Since early antiquity, artists have recorded, documented, and often propagandized war. Across the centuries, as warfare became wholesale mechanized destruction, art responded. Secularism, humanism, skepticism, and cynicism began replacing the glorification of war and horrified artists took on some of each succeeding war’s costs and increasingly attempted to personalize war’s violence and futility, often with satire, sarcasm, and shocking affronts to convention. Those Greek black-figure heroes became Picasso’s unforgettable, screaming, black-and-white horse.
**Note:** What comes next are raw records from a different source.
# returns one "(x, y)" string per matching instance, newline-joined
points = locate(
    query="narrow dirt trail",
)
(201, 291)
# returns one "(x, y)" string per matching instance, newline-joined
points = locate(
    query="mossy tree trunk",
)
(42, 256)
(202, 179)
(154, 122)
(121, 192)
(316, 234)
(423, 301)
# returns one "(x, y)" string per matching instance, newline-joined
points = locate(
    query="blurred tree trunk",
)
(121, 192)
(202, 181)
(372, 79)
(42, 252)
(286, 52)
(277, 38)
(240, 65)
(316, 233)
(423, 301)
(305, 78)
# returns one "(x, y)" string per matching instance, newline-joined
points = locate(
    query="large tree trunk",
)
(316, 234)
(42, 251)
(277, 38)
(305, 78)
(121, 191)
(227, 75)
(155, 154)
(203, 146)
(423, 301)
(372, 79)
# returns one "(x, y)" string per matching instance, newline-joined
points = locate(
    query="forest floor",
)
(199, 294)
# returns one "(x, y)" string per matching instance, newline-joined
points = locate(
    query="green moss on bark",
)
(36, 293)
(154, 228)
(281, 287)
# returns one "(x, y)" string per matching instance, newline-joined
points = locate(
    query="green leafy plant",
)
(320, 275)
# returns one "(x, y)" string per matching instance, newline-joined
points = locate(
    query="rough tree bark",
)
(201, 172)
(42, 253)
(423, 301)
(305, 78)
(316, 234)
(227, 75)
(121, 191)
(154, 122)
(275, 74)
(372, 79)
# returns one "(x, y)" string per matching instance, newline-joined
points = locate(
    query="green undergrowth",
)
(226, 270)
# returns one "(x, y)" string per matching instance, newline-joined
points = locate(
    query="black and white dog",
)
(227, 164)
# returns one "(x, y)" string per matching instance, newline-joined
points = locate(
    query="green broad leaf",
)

Photography, since Matthew Brady’s glass plates in the 1860s, has shown itself uniquely suited to depicting war’s brutality and has helped to prompt change, among many artists and viewers alike,  from bland acceptance of war’s inevitability to open resistance. James Natchwey, who photographed conflict in Northern Ireland, Central America, and the Middle East, said, “I used to call myself a war photographer. Now I consider myself as an antiwar photographer.”

Nav Arrow

Ukrainian artist-photographer Artem Humilevskyi is an antiwar photographer. Where Natchwey went to his wars, war came to Humilevskyi with the Russian invasion of Ukraine, now more than two years ago.  In Humilevskyi’s work, vistas of generalized damage are replaced by carefully crafted metaphorical tableaux; journalism is replaced by deeply affecting visual poetry.  Casting himself and his family, naked and vulnerable, and his country’s fertile beauty, in danger of ruin, he is, like fine artists back through time, not only pleading for an end to the war but also offering his art as a counter weapon. By turns caustic, humorous, appalled, and sad, Humilevskyi’s deeply personal images offer both resistance and hope, the essential parts of any path to peace.